Three-to-five young hotshots – magna cum laude MBA graduates with glowing internships who were also Greek Council presidents – are given the reins to the worst branches, the ones which were recently restructured and/or have a depleted, demoralized workforce. Perhaps a dozen others are hired into the bean-counter department, where they have a slim chance of working their way up through the ranks. Occasionally, one newcomer earns an “heir apparent” opportunity behind some Cornelius Vanderbilt-type, though such captains of industry remain in power for so long that the heir might end up withering in obscurity.
The rookie CEOs sometimes get a brief grace period or some mentorship. By their second year on the job, however, they must start producing bottom-line results. Otherwise, the branch might splurge to lure a veteran CEO from another branch or dip back into the collegiate pool. If a bean counter or a creaky former CEO steps in during a crisis and outperforms the rookie, it could spell the end of his executive career: it’s really hard to come back from a demotion to bean counter.

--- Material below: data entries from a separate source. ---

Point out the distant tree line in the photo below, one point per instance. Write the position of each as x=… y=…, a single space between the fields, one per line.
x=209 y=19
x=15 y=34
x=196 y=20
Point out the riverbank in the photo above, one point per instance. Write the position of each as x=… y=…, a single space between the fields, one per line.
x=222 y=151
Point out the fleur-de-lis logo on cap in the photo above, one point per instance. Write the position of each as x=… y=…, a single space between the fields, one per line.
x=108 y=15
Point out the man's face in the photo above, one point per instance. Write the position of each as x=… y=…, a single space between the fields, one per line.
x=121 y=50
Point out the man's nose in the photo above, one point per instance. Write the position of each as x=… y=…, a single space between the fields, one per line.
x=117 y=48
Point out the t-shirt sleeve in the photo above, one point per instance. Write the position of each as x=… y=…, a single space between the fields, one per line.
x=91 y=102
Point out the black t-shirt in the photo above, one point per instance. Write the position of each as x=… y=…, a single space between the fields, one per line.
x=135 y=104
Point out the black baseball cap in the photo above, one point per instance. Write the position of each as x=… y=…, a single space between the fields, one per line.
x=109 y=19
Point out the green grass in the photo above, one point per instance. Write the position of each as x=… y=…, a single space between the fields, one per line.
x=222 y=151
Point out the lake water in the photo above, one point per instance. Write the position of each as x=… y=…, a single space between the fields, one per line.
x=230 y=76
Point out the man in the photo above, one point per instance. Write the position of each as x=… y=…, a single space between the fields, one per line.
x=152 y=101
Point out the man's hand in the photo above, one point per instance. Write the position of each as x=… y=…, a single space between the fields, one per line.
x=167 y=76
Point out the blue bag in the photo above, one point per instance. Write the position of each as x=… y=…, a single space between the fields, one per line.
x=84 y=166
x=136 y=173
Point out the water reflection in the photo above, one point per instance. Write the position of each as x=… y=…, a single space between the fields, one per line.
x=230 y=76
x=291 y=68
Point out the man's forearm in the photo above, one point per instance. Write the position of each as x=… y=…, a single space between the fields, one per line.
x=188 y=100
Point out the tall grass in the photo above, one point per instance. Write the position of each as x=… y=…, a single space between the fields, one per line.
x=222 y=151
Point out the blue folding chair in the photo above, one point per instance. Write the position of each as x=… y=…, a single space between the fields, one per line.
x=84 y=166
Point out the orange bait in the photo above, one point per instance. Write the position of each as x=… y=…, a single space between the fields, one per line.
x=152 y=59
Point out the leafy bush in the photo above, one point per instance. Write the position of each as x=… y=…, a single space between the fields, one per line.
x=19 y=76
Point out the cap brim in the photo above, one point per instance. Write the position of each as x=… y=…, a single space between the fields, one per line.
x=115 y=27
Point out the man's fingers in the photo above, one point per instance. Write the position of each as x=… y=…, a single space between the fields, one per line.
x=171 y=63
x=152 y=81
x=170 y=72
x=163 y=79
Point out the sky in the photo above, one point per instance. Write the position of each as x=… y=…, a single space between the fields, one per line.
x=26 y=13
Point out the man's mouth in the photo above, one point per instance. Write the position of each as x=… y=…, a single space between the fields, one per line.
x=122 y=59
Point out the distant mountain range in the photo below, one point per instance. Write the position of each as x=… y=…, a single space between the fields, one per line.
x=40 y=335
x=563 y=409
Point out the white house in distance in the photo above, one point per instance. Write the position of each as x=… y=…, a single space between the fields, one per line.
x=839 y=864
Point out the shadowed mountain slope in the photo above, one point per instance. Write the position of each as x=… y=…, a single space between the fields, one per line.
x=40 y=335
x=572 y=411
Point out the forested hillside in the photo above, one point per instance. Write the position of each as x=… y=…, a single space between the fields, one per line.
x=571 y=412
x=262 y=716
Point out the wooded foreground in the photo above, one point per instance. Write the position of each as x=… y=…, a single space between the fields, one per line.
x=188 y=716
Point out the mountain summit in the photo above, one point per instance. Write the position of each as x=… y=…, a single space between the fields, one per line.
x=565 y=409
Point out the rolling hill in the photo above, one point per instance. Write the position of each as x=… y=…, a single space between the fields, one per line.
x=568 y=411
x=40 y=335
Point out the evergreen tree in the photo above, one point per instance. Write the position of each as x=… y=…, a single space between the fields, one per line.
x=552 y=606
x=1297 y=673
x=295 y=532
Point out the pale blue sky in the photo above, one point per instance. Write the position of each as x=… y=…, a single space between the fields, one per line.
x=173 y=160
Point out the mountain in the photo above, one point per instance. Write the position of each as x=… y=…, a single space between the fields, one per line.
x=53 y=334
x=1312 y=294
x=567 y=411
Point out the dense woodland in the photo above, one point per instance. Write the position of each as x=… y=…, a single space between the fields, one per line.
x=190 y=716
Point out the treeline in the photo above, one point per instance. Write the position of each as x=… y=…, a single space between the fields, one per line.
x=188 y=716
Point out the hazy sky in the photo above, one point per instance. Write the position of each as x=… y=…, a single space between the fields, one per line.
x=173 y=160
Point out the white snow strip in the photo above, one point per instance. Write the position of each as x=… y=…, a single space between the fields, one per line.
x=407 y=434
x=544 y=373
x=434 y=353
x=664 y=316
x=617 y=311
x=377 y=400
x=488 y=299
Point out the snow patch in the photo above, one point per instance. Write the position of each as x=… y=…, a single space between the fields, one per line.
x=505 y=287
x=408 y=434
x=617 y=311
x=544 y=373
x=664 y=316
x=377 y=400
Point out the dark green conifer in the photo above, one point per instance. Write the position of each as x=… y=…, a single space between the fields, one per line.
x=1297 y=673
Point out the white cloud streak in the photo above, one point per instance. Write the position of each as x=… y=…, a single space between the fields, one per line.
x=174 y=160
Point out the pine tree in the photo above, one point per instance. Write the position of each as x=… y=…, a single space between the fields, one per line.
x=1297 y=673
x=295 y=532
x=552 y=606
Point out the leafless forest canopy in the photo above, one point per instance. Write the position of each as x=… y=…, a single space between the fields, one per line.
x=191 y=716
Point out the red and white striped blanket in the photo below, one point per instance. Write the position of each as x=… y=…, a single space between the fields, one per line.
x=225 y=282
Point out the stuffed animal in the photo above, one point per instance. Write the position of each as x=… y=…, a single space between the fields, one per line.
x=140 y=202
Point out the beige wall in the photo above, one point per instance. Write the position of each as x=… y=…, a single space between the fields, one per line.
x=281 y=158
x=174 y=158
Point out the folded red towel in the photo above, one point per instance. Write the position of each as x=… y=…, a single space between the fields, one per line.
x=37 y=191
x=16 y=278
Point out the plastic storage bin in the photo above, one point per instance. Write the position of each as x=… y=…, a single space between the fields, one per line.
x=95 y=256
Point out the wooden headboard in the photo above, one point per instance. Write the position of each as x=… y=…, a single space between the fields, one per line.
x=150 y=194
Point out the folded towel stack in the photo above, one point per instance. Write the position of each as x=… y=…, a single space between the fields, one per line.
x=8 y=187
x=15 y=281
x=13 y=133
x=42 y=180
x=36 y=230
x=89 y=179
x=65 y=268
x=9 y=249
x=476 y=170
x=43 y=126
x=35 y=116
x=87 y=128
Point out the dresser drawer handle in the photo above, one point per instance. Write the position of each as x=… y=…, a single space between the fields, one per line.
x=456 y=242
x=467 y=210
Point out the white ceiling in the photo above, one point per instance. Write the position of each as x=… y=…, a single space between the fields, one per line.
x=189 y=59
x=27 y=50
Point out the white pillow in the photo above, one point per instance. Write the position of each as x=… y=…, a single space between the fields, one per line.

Under those circumstances it would be weird if many of the top CEO candidates did not end up victims of circumstance, crack under the pressure or discover that earning an A-plus in macroeconomics and earning actual money require two different skill sets. These young execs don’t have to “fail” to fail; they can do so by not succeeding enough, quickly enough.
Every top five pick is expected to quickly become a top ten quarterback, but that math simply does not work out. The 25th-best quarterback in the NFL is objectively very good at his job – compare Daniel Jones or Gardner Minshew to, say, a UFL quarterback – yet he’s also in danger of being replaced. If the replacement also maxes out as the 25th-best person on earth at his profession, he will suffer the same fate.
Seen from that perspective, the NFL does a pretty good job of identifying quarterbacks! Utter stumblebums rarely take the field. Come-from-nowhere success stories like Tom Brady, Kurt Warner and now Brock Purdy are also rather rare. But the competition is brutal, the stakes perilous, the variables numerous and complicated, the gestation periods brief, and the price of failure – for the franchises and the prospects – absolutely staggering.